Pourquoi la Syrie est contre la guerre

Lors de la première guerre du Golfe, en 1991, la Syrie avait assuré avec l’Egypte la couverture arabe indispensable à la mise sur pied d’une coalition internationale pour chasser l’armée irakienne du Koweït. Aujourd’hui, douze ans après, Damas s’oppose fermement à l’option militaire défendue par les Etats-Unis. Des raisons politiques, géopolitiques et économiques vitales pour la Syrie, expliquent cette attitude.
De notre correspondant à Beyrouth,

Depuis que les dirigeants syriens sont convaincus de la volonté ferme des Etats-Unis de renverser militairement le régime irakien, ils ont mobilisé à fond leur diplomatie pour tenter, dans le meilleur des cas, d’éviter la guerre et, dans le pire, d’en contrôler les retombées sur les pays du Proche-Orient. La réunion, ce jeudi, à Istanbul des ministres des Affaires étrangères d’Arabie Saoudite, de Syrie, de Turquie, d’Iran, de Jordanie et d’Egypte pour faire pression en faveur d’une solution pacifique à la crise américano-irakienne, est sans doute le premier résultat de l’intense activité diplomatique déployée par Damas et Ankara dans ce sens. Les visites de responsables et émissaires syriens dans de nombreuses capitales arabes et occidentales et les mises en gardes quasi-quotidiennes du président Bachar el-Assad contre les conséquences incalculables d’une invasion de l’Irak illustrent ces inquiétudes.

Pour la Syrie, qui a activement participé sur le plan militaire à la libération du Koweït, les circonstances politiques sont aujourd’hui complètement différentes de celles qui prévalaient en 1991. D’abord, les Arabes rejettent presque unanimement le recours à l’option militaire, alors qu’il y a douze ans ils avaient pratiquement tous participé, à divers degrés, à la coalition internationale placée sous l’égide de l’Onu. La légitimité nécessaire à une action militaire fait donc défaut.

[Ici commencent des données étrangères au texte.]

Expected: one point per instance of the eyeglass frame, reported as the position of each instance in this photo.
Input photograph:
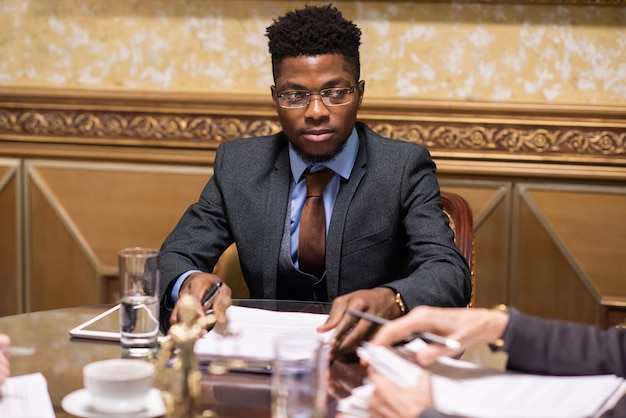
(350, 91)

Mais des raisons encore plus profondes expliquent l’attitude de Damas. Les responsables syriens pensent que le renversement par des moyens militaires du régime irakien est un dangereux précédent qui pourrait être réédité contre n’importe quel Etat de la région qui refuserait de s’aligner sur la politique américaine. Soutien au terrorisme, développement d’armes de destruction massive ou tout simplement absence de démocratie pourraient ainsi servir de prétexte à une action militaire lancée par l’Amérique.

Dimensions ethnique et économique

Malgré ses multiples divergences politiques avec l’Irak, la Syrie estime que le renversement de Saddam Hussein et son remplacement par un gouvernement pro-américain affaiblirait davantage la position des Arabes lors des négociations de paix qui devront reprendre tôt ou tard avec Israël. Et ce n’est pas tout. Dès le départ, Damas a insisté sur la nécessité de préserver l’unité et l’intégrité territoriales de l’Irak. Or les orientations fédéralistes de l’opposition irakienne qui ont clairement été exprimées lors du congrès de Londres ont alarmé les dirigeants syriens. Un Irak démembré, formé de trois entités, chiite, kurde et un mélange de sunnites et de populations turcophones, est une menace de déstabilisation pour la Syrie, elle-même constituée d’une mosaïque de communautés ethnique et religieuse.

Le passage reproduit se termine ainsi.